Why may we not hope that even within this generation Christian Brotherhoods as well as Sisterhoods of Mercy may be found taking their place in the work of Christ among us? seeing that there is no more palpable fact in all Church history, than that Almighty God has ever been pleased to make use of such communities—devoted men severing themselves more or less from the ordinary ties and affections of earth—when His time was come for converting, not here and there one, but whole nations, to the obedience of His Son.
O Lord Jesus Christ, you became poor for our sake that we might be made rich through your poverty: Guide and sanctify, we pray, those whom you call to follow you in poverty, chastity, and obedience; that by their prayer and service they may enrich your Church, and by their life and worship may glorify your Name; for you live and reign with the Father and the Holy Spirit, one God, now and for ever. Amen. (BCP 650)
Religious & Societal Vocations
It simply cannot be overstated how influential Monasticism has been to the Church. From the scriptorium of Kells to the humanitarian efforts of the various sisterhoods, the Religious Vocation has forever left its mark upon the Church. “When the Arians were singing their corrosive chorus to a false Christ, the Church of Alexandria looked to Abba Anthony, the man of prayer, for guidance.” (Tract I) Entire nations have been brought to the enlightenment of our Lord through the fervent prayer of one monk or another. If history is any indicator, the success of the Gospel is aided in no small way by those who have discerned a call to a life regulated by a Religious or Societal ‘Rule’. If our province is to succeed in all that She hopes to, we must learn from our own history.
We are fortunate that this is an inherent part of the American Church. “God hasten the day”, once wrote the Bl. William Augustus Muhlenberg, “when a choice between marriage and the consecration of life to a ministry which the Church shall recognize, will be nothing strange” (Letters on Protestant Sisterhoods). Thankfully, his prayer was shortly answered: From the vows of Sister Ann Ayres to the Society of St. John the Evangelist, such Vocations have remained an integral part of our Church.
The Society is therefore committed to supporting the resurgence of Societal and Religious Ministries within our Province.

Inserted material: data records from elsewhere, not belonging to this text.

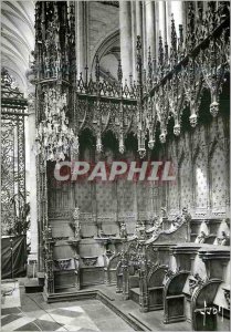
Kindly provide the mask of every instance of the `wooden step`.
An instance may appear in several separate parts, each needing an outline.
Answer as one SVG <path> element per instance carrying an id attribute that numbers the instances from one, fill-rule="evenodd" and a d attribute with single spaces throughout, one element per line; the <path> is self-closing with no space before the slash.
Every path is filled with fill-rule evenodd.
<path id="1" fill-rule="evenodd" d="M 31 279 L 24 283 L 25 293 L 39 293 L 43 291 L 43 286 L 38 279 Z"/>
<path id="2" fill-rule="evenodd" d="M 129 298 L 130 300 L 139 304 L 139 288 L 132 288 L 129 290 Z"/>

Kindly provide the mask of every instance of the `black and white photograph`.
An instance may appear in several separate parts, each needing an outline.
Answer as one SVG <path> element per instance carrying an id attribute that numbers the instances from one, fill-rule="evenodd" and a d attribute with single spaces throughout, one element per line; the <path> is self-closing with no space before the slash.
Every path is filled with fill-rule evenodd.
<path id="1" fill-rule="evenodd" d="M 1 1 L 1 331 L 230 331 L 230 1 Z"/>

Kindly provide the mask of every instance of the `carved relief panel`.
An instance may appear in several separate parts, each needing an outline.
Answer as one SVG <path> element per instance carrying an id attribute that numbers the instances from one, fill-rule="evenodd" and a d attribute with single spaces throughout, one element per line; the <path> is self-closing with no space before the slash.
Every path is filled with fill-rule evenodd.
<path id="1" fill-rule="evenodd" d="M 211 206 L 212 212 L 225 211 L 225 158 L 217 144 L 210 162 L 211 169 Z"/>
<path id="2" fill-rule="evenodd" d="M 206 211 L 208 204 L 208 177 L 207 177 L 207 160 L 204 153 L 199 149 L 195 159 L 195 198 L 196 209 Z"/>

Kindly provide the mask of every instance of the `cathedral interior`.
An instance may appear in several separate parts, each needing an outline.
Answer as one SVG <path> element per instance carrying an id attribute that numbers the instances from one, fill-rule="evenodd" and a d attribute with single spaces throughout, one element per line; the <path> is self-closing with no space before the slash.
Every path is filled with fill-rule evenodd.
<path id="1" fill-rule="evenodd" d="M 230 331 L 230 2 L 1 2 L 2 331 Z"/>

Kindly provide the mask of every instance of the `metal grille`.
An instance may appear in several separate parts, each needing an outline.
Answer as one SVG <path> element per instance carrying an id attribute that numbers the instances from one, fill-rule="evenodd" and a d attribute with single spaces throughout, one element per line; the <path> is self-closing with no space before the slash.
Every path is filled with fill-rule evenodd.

We hope to accomplish this daunting task by the work of prayer, collecting and producing helpful resources, delegating member dues for this work, and by supporting institutions financially with the profits from our shop. Specifically, the Muhlenberg Prayer Card will be used to this end. Please see below for details, and continue to pray for our work and the future of our Province.
The Sisterhoods of the Church, and the Religious Orders, of which our Church Almanac contains a list of 27, with the Orders of Deaconesses, 5 in number already, help us more, perhaps, than they have realized. Of divers types, as it is right that they should be, they are all aiming at one thing, to glorify God by lives detached from the world and consecrated to Jesus Christ. They stand for faith in the supernatural, for practical Christianity, for self-renouncing service of Christ in the needy and the poor. We are indebted to them for splendid assistance in the battle for the truth and the right which is on to-day.
No, the life of a true sister of mercy must needs be a blessed one. To have companions altogether of one heart and one mind — to have so much of the distractions of the world cut off — to lie at peace for the future, having no further solicitudes for the present life — to have opportunities of usefulness which may be desired, but in vain sought for elsewhere — to have our time divided between prayer and praise and such labors of love as best mold the heart for the home of perfect love, whither we trust we are tending. Oh! can Christian women, free to choose, see no beauty in such a life, that they should desire it?
In every age of the Church’s history we find in time of trial woman standing by the side of man, and vying with him in his work for Christ. Though the Priesthood was, for reasons, to be filled exclusively by men, yet Our Blessed Lord did not by this lower woman’s privilege or woman’s position, for “He was incarnate by the Holy Ghost of the Virgin Mary,” and ever since the days of that Virgin Mother woman has repeated her words, “Behold the handmaid of the Lord.” Early was her work organized, and made a powerful auxiliary for the propagation of the faith, by means of those quiet and gentle ministries, which are often the mightiest. And it is an indication, not a slight one, that we are getting back more and more toward primitive and Catholic methods, that we are reviving the Order of Deaconesses and instituting Sisterhoods to aid the Church’s work of love and mercy.